I look down, but that’s even worse because I notice that though she followed the clothing guidelines, she did wear a white shirt. The cold water has her showing through, and past the lines of her bra I can see the firm bumps of her nipples, and for a second that fire deep in me burns.

“My sister, she, uh, did this once.” I look out the window, the damp and heat in the car starting to fog it up. I start to draw a fancySin the window ’cause I can’t think of anything else to distract me from the very damp and somewhat revealed Bird.

“You have a sister?” she asks. I nod in return. “My condolences.”

“I take it you have one too?”

“You don’t know who my sister is?” she asks.

“No, should I?”

Bird shakes her head, a small smile brightening her eyes. In this light, her cheeks pinked from the excitement, the contours of her face illuminated by the overhead car light, she’sdownright kissable… and maybe I am just a letch.

“Is yours younger or older?” she asks, seeming genuinely interested in the one topic I really don’t want to be talking about right now.

“She’s older,” I answer anyway. “Do you mind if we don’t talk about sisters right now?” She takes another puff, cranking the window down to let the smoke out and ash.

“I’d love to not talk about sisters right now,” she says, then shifts toward me, her smile turning slightly wicked as she opens her mouth to say, “Wanna leave them here?”

“Dade would kiiiill me.”

“Kayla would banish me from existence,” she says, laughing a little.

“There you go with your big poet words.” I like her big poet words.

“Well, I know how much you enjoy my big poet words, so… sorry, I’ll try to keep them to a minimum,” she says, exhaling a cloud of smoke. She looks miffed. I don’t really understand why. Weren’t we on the verge of having fun a second ago?

“I was just teasing, Bird, you gotta get a thicker skin.” Somehow ticking her off has become less fun over the past week.

“Or you could be a bit kinder,” she says, squeezing the cherry off her cigarette. “Got an ashtray?”

“Betty the Buick doesn’t usually do smokes,” I say, and pull open the flip-out ashtray, which is kinda packed with old roaches. “But I think we can make an exception, Captain Planet.” I smile at her to let her know it’s a joke. It’s cute she cares, unlike most smokers, who toss their butts out like confetti.

She reaches into the glove box and starts sifting through my jewel cases, then finds the zippered CD case and flips through them. “Is this all you have?”

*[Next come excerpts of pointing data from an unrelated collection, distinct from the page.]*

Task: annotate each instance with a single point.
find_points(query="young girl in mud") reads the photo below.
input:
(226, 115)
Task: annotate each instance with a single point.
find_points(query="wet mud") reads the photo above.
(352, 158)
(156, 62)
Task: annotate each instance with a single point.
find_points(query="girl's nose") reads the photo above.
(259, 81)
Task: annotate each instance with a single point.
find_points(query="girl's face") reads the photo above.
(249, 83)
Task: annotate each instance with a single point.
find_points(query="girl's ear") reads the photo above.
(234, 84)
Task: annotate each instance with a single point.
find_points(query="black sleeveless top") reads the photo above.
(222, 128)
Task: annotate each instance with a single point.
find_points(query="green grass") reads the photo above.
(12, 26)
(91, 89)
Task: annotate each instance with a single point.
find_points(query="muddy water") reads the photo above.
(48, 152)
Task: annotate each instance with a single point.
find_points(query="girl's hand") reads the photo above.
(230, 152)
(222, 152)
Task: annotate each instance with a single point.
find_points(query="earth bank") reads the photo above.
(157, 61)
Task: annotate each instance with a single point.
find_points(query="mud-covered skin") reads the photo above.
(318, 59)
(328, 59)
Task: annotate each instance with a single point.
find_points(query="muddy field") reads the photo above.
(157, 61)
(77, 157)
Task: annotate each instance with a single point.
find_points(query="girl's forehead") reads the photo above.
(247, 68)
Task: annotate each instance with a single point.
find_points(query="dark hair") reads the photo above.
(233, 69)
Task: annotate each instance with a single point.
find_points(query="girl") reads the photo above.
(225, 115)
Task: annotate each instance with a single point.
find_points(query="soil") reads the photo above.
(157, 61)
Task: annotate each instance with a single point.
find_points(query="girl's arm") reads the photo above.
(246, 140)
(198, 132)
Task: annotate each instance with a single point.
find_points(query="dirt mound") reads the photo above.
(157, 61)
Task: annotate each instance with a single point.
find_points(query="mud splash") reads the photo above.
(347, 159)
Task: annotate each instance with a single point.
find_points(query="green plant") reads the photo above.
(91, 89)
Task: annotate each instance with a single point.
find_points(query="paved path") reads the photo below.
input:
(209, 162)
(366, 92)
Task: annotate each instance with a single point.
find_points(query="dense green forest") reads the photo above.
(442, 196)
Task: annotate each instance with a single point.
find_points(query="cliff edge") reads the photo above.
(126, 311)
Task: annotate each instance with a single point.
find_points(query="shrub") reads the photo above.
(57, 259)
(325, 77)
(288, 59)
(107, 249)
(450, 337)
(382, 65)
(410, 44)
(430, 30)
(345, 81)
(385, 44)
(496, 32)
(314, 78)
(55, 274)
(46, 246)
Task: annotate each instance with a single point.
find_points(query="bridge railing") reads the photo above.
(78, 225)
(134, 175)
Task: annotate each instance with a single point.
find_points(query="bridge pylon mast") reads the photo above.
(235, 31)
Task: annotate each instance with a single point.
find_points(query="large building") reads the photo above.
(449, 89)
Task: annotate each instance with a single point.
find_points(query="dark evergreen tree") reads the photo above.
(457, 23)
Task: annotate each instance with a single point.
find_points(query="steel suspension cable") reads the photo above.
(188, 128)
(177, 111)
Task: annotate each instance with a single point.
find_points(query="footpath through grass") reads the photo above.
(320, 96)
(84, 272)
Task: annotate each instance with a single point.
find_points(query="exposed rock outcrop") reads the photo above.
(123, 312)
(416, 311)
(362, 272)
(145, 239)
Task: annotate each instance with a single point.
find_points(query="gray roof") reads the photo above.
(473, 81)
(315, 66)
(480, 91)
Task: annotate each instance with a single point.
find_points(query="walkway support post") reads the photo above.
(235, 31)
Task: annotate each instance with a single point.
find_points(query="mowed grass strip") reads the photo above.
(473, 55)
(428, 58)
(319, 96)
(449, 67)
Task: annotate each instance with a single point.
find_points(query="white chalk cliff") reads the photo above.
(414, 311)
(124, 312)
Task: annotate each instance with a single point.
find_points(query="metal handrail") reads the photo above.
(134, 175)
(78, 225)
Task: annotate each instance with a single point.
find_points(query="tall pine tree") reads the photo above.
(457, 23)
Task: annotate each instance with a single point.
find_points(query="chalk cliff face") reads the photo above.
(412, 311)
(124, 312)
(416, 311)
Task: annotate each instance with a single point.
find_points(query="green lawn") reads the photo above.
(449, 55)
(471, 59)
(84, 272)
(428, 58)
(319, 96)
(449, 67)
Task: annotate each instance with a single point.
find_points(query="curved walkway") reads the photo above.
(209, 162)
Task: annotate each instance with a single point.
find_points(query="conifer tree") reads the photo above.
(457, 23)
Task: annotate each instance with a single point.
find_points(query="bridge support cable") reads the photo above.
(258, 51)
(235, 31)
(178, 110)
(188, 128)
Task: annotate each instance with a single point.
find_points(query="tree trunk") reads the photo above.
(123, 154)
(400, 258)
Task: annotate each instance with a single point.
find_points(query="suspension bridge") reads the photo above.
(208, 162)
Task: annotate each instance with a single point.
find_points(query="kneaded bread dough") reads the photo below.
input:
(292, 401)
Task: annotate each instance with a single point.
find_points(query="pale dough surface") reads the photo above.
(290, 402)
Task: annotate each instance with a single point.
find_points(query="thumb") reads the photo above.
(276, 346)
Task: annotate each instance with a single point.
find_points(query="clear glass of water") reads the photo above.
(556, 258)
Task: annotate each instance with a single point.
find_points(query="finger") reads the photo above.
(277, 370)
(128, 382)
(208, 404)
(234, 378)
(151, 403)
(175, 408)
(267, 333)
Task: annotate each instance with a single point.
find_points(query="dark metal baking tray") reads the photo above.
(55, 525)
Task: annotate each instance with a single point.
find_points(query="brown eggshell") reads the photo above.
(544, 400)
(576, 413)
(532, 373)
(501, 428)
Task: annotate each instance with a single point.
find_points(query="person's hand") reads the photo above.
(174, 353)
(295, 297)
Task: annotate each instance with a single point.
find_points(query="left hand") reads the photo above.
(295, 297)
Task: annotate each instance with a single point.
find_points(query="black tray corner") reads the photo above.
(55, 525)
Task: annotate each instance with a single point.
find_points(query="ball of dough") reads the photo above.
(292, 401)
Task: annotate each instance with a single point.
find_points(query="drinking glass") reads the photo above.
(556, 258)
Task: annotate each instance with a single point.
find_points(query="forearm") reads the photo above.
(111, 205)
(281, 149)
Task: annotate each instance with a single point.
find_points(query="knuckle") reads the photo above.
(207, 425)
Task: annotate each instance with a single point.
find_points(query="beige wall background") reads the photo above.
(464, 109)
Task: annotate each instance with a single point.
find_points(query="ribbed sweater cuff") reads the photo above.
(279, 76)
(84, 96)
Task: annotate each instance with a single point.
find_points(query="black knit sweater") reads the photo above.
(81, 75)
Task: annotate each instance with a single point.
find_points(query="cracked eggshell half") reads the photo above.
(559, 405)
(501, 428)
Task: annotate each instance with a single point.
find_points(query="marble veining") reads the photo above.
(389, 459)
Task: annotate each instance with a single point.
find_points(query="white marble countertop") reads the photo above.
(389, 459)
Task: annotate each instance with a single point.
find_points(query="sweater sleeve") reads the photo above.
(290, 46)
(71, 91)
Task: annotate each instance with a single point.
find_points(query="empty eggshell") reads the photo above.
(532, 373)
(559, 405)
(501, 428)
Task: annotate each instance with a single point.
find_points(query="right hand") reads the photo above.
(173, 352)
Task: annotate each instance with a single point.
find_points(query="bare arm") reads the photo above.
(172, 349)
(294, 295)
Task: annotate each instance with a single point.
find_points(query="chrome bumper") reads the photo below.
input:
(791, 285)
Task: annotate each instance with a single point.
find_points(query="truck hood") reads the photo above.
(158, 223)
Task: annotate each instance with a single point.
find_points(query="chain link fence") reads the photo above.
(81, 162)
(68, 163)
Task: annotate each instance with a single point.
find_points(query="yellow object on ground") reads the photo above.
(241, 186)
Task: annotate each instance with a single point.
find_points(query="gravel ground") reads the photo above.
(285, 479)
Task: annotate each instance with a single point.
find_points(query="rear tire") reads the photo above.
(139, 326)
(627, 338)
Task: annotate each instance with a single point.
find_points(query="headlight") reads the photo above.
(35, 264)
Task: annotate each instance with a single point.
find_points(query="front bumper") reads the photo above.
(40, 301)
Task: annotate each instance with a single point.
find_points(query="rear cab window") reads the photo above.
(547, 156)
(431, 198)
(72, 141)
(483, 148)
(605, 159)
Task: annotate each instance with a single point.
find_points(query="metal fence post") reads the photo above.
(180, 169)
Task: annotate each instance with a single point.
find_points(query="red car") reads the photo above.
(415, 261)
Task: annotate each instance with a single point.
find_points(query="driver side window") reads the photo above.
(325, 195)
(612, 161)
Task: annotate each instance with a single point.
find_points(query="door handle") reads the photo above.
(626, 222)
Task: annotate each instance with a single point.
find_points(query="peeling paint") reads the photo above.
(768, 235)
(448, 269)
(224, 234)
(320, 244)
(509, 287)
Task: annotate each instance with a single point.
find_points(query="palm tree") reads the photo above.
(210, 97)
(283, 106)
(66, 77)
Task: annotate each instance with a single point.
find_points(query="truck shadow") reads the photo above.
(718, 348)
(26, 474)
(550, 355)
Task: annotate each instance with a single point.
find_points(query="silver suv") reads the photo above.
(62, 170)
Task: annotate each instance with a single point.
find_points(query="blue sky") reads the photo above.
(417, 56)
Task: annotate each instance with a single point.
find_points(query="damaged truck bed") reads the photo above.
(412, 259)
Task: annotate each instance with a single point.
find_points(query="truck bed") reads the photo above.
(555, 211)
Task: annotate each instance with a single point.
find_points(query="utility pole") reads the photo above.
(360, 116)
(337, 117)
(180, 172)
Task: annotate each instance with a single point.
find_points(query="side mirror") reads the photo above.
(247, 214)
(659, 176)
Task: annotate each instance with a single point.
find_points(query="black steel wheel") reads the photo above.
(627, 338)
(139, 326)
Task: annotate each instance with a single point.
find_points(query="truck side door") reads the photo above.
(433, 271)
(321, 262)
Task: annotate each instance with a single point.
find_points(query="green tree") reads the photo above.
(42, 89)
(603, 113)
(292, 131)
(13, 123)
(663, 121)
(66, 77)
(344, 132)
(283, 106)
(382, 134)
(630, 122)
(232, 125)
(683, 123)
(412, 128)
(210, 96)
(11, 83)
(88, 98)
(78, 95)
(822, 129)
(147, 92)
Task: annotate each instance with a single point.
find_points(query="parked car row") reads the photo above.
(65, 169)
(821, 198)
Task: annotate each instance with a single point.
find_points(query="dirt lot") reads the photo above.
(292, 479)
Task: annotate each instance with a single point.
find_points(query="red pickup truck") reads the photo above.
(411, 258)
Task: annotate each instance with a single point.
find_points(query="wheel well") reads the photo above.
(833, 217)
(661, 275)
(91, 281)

“No, but my CD collection would likely fill the car,” I say, a bit horrified that nothing from my heavy rotation is catching her eye.

“Must be nice,” she says, then digs into her purse and pulls out a somewhat beat-up jewel case with a seventies-looking woman’s face on it. “I have a few, oldies but goodies.”

If this is some seventies disco garbage, I swear to god I’m gonna find a way to drown her in the next fountain. The Bee Gees and their contemporaries are still a dark mark on music history.

“Let’s expand your palate,” she says, and reaches for my Discman.

“Um, I have amazing taste in music, didn’t you even see…”

I don’t have a chance to point out the Lauryn Hill, Wu-Tang Clan, and the more eclectic artists like Bikini Kill…. Instead she is actually removing my Jump, Little Children CD to put in her dubious disc.

“Look,” she says, peering out the window at the soaking-wet couple—dear god, where is security? “It’s safe to say we have another few minutes. Give me a chance to guest deejay.”

She snaps my Discman closed, then inserts the cassette-to-CD-player adapter.

Soft guitar starts off with simple, sweet chords and then the voice comes in, clarion and light like Joni Mitchell, the kind of song that would be perfect on a spring day, easing through a lightbreeze, back directly against grass. Or almost a waltz, the back-and-forth of a slow dance that’s romantic but not quite sexy, more classy than that. I hear hints of Joan Baez there as well, the woman definitely taking on attributes of the best of her contemporaries.

I can see the song speaks to her in some significant way.